Jeff Macke, a trader on CNBC's "Fast Money," certainly thinks so. Just last month he declared, "2008 is the year that will go down in history as the year that long-term investment died as a thesis."

Is he serious?

Apparently, he is
"Buying and holding isn't going to make you money anytime soon," Macke says. "Whether you're looking at Cisco (Nasdaq: CSCO  ) or Potash (NYSE: POT  ) , don't just hold on hoping to see new highs." In fact, he thinks you'd have to hold on for a very long time.

What Macke is criticizing, though, isn't what I'd call buy and hold. Buy and hold is a business-focused approach that emphasizes buying stock in quality companies that are poised to produce consistent and positive returns over the long term -- and then holding the stock for a period of years to realize the returns generated from the company's profit.

What he's mischaracterizing as "buy and hold" is really a form of timing the market -- trying to predict and thus profit from a stock's short-term movements.

Instead, Macke and his fellow traders think you should go into every stock with a designated -- and short-term -- exit strategy to lock in profits. Tim Seymour argues that "It's very important to take profits in trades. You can't be in a market like this and be asleep at the switch."

But what these traders advocate isn't investing -- it's speculating. It may seem like an easy path to profits, but it has added costs that can weigh on a trader's bottom line.

It'll cost you ...
First, moving in and out of stock positions frequently is expensive. Trading fees and short-term capital gains taxes will quickly eat away at not only your real returns, but your future profits in the form of all that compounding that will never happen.
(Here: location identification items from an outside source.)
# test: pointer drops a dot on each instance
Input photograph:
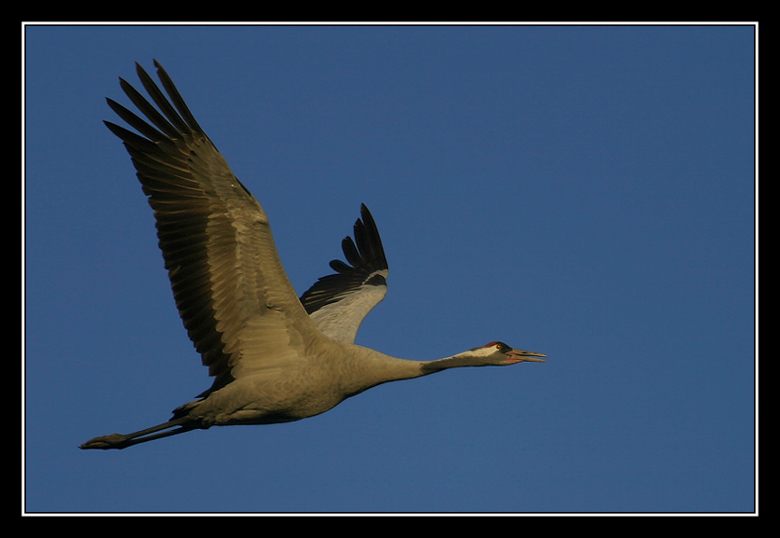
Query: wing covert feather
(229, 285)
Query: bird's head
(500, 354)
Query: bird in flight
(274, 357)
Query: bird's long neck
(372, 367)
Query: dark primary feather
(366, 257)
(223, 266)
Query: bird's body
(275, 357)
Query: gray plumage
(274, 357)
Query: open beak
(520, 355)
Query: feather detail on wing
(229, 285)
(339, 302)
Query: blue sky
(586, 192)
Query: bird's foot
(113, 440)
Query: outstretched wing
(338, 302)
(233, 295)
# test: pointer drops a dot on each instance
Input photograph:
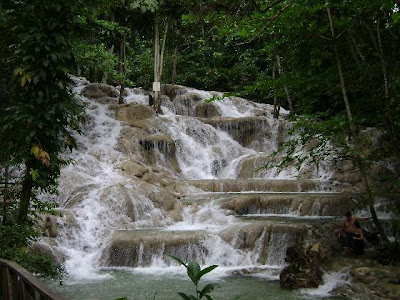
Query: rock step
(300, 204)
(260, 239)
(264, 185)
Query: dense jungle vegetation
(335, 64)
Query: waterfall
(112, 218)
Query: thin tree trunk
(277, 106)
(26, 194)
(339, 66)
(176, 51)
(122, 56)
(157, 75)
(163, 48)
(289, 99)
(158, 64)
(5, 199)
(354, 137)
(174, 65)
(111, 50)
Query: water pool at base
(139, 286)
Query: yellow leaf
(19, 71)
(23, 80)
(45, 157)
(35, 150)
(26, 77)
(34, 174)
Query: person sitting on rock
(358, 239)
(349, 228)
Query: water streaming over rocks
(143, 187)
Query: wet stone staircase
(247, 224)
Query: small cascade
(184, 184)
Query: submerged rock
(381, 281)
(304, 270)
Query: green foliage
(195, 273)
(14, 245)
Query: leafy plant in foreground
(195, 273)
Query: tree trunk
(176, 51)
(111, 50)
(122, 59)
(354, 137)
(5, 199)
(339, 66)
(174, 65)
(158, 64)
(289, 99)
(26, 194)
(277, 106)
(157, 75)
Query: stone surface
(304, 268)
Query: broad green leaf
(184, 296)
(193, 270)
(207, 289)
(207, 270)
(178, 260)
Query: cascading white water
(97, 198)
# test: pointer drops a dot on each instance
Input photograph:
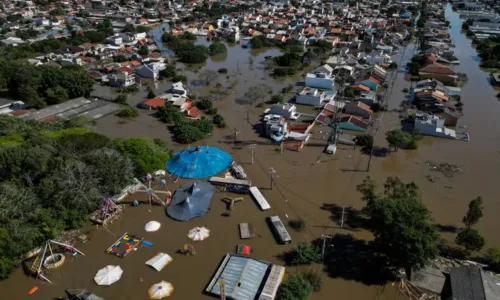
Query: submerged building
(245, 278)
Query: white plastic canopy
(198, 233)
(160, 290)
(152, 226)
(159, 261)
(108, 275)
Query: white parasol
(198, 233)
(160, 173)
(160, 290)
(108, 275)
(152, 226)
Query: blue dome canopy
(198, 162)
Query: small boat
(32, 253)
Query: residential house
(321, 78)
(369, 98)
(370, 82)
(121, 79)
(148, 71)
(343, 71)
(286, 110)
(153, 103)
(116, 40)
(352, 123)
(358, 108)
(311, 96)
(473, 283)
(439, 72)
(433, 125)
(12, 41)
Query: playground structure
(124, 245)
(108, 212)
(152, 193)
(411, 292)
(188, 249)
(52, 261)
(231, 201)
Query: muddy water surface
(307, 184)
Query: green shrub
(128, 112)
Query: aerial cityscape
(287, 150)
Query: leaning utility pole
(342, 220)
(272, 171)
(252, 147)
(324, 237)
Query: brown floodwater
(305, 181)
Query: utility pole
(342, 220)
(324, 237)
(252, 147)
(272, 171)
(236, 132)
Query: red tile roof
(154, 103)
(438, 69)
(193, 113)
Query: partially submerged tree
(404, 231)
(401, 224)
(367, 189)
(296, 287)
(474, 213)
(470, 239)
(258, 92)
(398, 139)
(305, 253)
(208, 76)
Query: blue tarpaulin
(198, 162)
(191, 200)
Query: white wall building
(434, 126)
(311, 96)
(287, 110)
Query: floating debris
(448, 170)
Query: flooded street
(309, 184)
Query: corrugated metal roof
(242, 276)
(466, 284)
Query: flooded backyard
(308, 184)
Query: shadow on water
(353, 259)
(447, 228)
(353, 218)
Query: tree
(474, 213)
(398, 139)
(257, 92)
(493, 258)
(128, 112)
(403, 227)
(129, 27)
(367, 189)
(365, 141)
(121, 99)
(277, 98)
(208, 76)
(218, 120)
(204, 104)
(470, 239)
(144, 50)
(217, 48)
(305, 253)
(56, 95)
(151, 93)
(295, 287)
(145, 154)
(169, 71)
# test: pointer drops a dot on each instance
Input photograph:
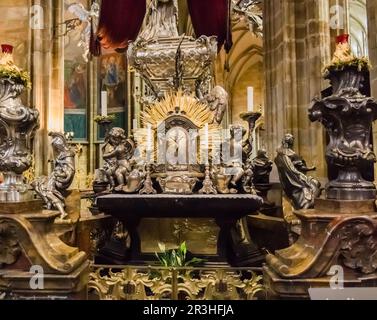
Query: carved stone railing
(157, 283)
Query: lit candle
(206, 144)
(149, 142)
(104, 103)
(206, 136)
(250, 99)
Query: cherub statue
(230, 173)
(117, 153)
(217, 100)
(299, 188)
(52, 188)
(262, 167)
(248, 176)
(90, 18)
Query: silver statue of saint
(162, 20)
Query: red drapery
(120, 22)
(211, 18)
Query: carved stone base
(27, 241)
(350, 191)
(331, 235)
(293, 289)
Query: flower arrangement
(100, 118)
(343, 58)
(176, 258)
(9, 70)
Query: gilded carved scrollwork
(193, 284)
(348, 241)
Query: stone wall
(372, 42)
(297, 46)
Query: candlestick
(205, 144)
(250, 99)
(149, 142)
(104, 103)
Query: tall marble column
(372, 43)
(297, 45)
(47, 70)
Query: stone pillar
(297, 46)
(372, 43)
(47, 70)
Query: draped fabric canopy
(121, 21)
(211, 18)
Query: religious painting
(113, 75)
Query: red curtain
(211, 18)
(120, 22)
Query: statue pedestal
(35, 263)
(224, 210)
(335, 233)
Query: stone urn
(347, 116)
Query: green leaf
(162, 247)
(194, 262)
(183, 248)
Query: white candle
(104, 103)
(205, 144)
(149, 142)
(250, 99)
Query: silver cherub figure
(52, 188)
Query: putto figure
(119, 168)
(52, 188)
(299, 188)
(262, 167)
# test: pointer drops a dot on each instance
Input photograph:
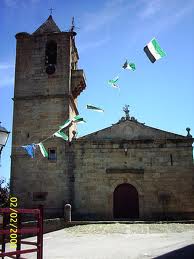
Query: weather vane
(126, 110)
(51, 10)
(72, 24)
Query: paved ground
(122, 241)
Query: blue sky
(109, 31)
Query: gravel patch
(119, 228)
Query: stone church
(126, 171)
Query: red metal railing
(38, 230)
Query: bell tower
(47, 84)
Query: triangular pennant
(94, 108)
(112, 82)
(78, 119)
(30, 149)
(62, 135)
(43, 150)
(130, 66)
(66, 124)
(154, 51)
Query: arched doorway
(125, 202)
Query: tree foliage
(4, 193)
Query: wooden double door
(125, 202)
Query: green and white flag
(66, 124)
(154, 51)
(113, 82)
(78, 119)
(43, 150)
(130, 66)
(94, 108)
(62, 135)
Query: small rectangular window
(52, 154)
(39, 196)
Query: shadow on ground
(186, 252)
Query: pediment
(131, 130)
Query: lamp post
(4, 134)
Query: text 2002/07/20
(13, 222)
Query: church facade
(126, 171)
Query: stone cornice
(125, 170)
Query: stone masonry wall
(94, 187)
(41, 104)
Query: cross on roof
(51, 10)
(126, 110)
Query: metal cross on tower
(51, 10)
(126, 110)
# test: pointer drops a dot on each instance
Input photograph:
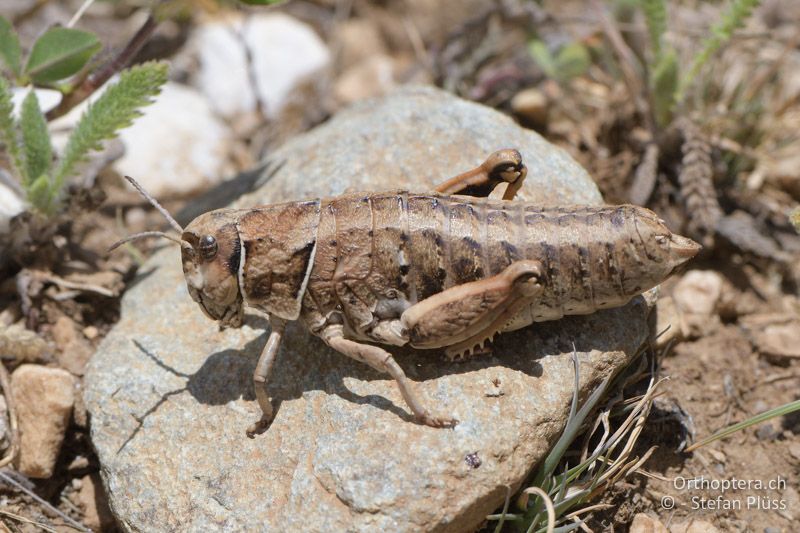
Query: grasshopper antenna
(154, 202)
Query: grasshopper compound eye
(208, 247)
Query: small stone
(532, 106)
(718, 455)
(696, 296)
(23, 345)
(44, 398)
(701, 526)
(792, 500)
(285, 53)
(74, 349)
(4, 435)
(178, 145)
(256, 60)
(357, 39)
(223, 76)
(79, 463)
(794, 449)
(781, 340)
(766, 432)
(372, 77)
(92, 499)
(473, 460)
(90, 332)
(668, 322)
(646, 524)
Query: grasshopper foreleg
(383, 361)
(502, 166)
(261, 376)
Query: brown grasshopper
(448, 269)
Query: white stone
(285, 52)
(178, 145)
(10, 206)
(48, 98)
(223, 76)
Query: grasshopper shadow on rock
(448, 270)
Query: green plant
(782, 410)
(568, 62)
(668, 84)
(57, 54)
(28, 141)
(555, 500)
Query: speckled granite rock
(170, 396)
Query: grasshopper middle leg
(381, 360)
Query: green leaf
(114, 110)
(35, 138)
(542, 56)
(572, 60)
(655, 16)
(40, 194)
(10, 50)
(664, 83)
(8, 130)
(60, 53)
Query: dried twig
(44, 503)
(85, 287)
(5, 384)
(627, 62)
(24, 520)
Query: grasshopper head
(211, 254)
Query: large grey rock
(170, 396)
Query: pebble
(92, 499)
(646, 524)
(696, 296)
(74, 349)
(258, 60)
(532, 106)
(178, 145)
(372, 77)
(44, 398)
(22, 345)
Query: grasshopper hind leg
(464, 317)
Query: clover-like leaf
(573, 60)
(59, 53)
(10, 50)
(542, 56)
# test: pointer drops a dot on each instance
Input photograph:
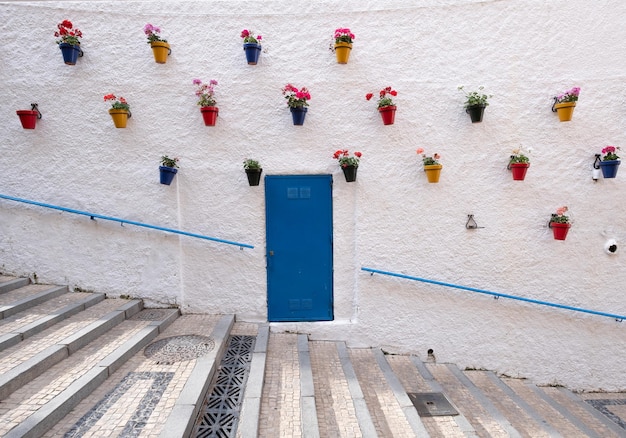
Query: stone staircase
(77, 364)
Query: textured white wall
(390, 219)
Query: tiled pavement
(106, 368)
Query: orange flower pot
(432, 172)
(342, 51)
(161, 50)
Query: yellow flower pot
(565, 110)
(160, 50)
(120, 117)
(342, 50)
(432, 172)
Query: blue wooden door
(298, 212)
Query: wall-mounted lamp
(29, 117)
(610, 247)
(595, 173)
(471, 223)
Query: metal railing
(497, 295)
(125, 221)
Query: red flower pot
(518, 170)
(559, 230)
(28, 118)
(388, 113)
(209, 114)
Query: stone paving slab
(280, 403)
(335, 410)
(140, 396)
(386, 412)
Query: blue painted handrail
(497, 295)
(124, 221)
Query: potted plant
(348, 164)
(564, 104)
(160, 47)
(560, 223)
(253, 171)
(476, 103)
(120, 110)
(69, 41)
(519, 164)
(385, 105)
(206, 101)
(168, 169)
(431, 165)
(251, 46)
(297, 102)
(610, 162)
(29, 118)
(342, 44)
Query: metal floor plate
(431, 404)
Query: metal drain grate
(431, 404)
(220, 414)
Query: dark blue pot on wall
(609, 168)
(298, 115)
(252, 52)
(167, 174)
(70, 53)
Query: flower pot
(28, 118)
(565, 110)
(559, 230)
(349, 172)
(342, 51)
(167, 174)
(209, 114)
(476, 112)
(432, 172)
(518, 170)
(70, 53)
(254, 176)
(161, 50)
(120, 117)
(253, 51)
(298, 114)
(388, 113)
(609, 168)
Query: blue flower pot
(253, 51)
(70, 53)
(298, 115)
(609, 168)
(167, 174)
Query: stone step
(8, 283)
(38, 404)
(31, 321)
(160, 389)
(28, 359)
(27, 297)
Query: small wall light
(610, 247)
(471, 223)
(595, 173)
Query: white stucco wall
(390, 219)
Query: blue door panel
(299, 247)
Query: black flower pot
(350, 173)
(476, 112)
(254, 176)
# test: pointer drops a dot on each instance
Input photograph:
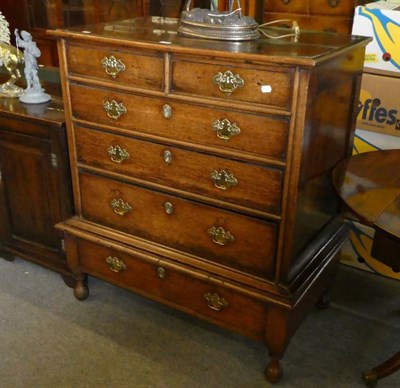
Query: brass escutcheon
(118, 154)
(120, 207)
(228, 82)
(115, 264)
(112, 65)
(167, 111)
(225, 129)
(223, 180)
(114, 109)
(161, 273)
(167, 156)
(220, 236)
(169, 208)
(215, 302)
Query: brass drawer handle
(220, 236)
(169, 208)
(228, 82)
(120, 207)
(112, 65)
(114, 109)
(223, 180)
(167, 111)
(215, 302)
(118, 154)
(115, 264)
(225, 129)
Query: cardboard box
(379, 104)
(381, 21)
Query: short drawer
(243, 184)
(136, 69)
(223, 129)
(229, 239)
(271, 86)
(325, 23)
(312, 7)
(179, 289)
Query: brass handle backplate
(118, 154)
(114, 109)
(120, 207)
(223, 180)
(215, 302)
(112, 65)
(228, 82)
(225, 129)
(220, 236)
(115, 264)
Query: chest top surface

Second, this kind of trading -- which requires you to track your purchases and your prospects on an hour-by-hour basis -- takes a lot of time. Unless you're a professional trader, you likely don't have time to be chained to your stock quotes whenever the market is open.

Buy and hold investing, on the other hand, reduces frictional costs, boosts long-term compounded gains, and minimizes research time because it focuses on businesses -- which change much less frequently than a stock price. So why is the CNBC crowd telling us that the days of business-focused investing are finished?

We can only speculate
Basically, it's in their interest -- not yours -- to promote short-term, speculative trading.

Market commentary necessarily relies on short-term information to power the 24/7 news cycle. Focusing on trading rather than investing requires viewers to tune in frequently -- and more frequent viewers means increased advertising revenue for CNBC's parent company, General Electric (NYSE: GE  ) .

Brokerage houses like E*Trade (Nasdaq: ETFC  ) and Charles Schwab (Nasdaq: SCHW  ) certainly don't mind the increased trading, since it nets them more in commissions and fees.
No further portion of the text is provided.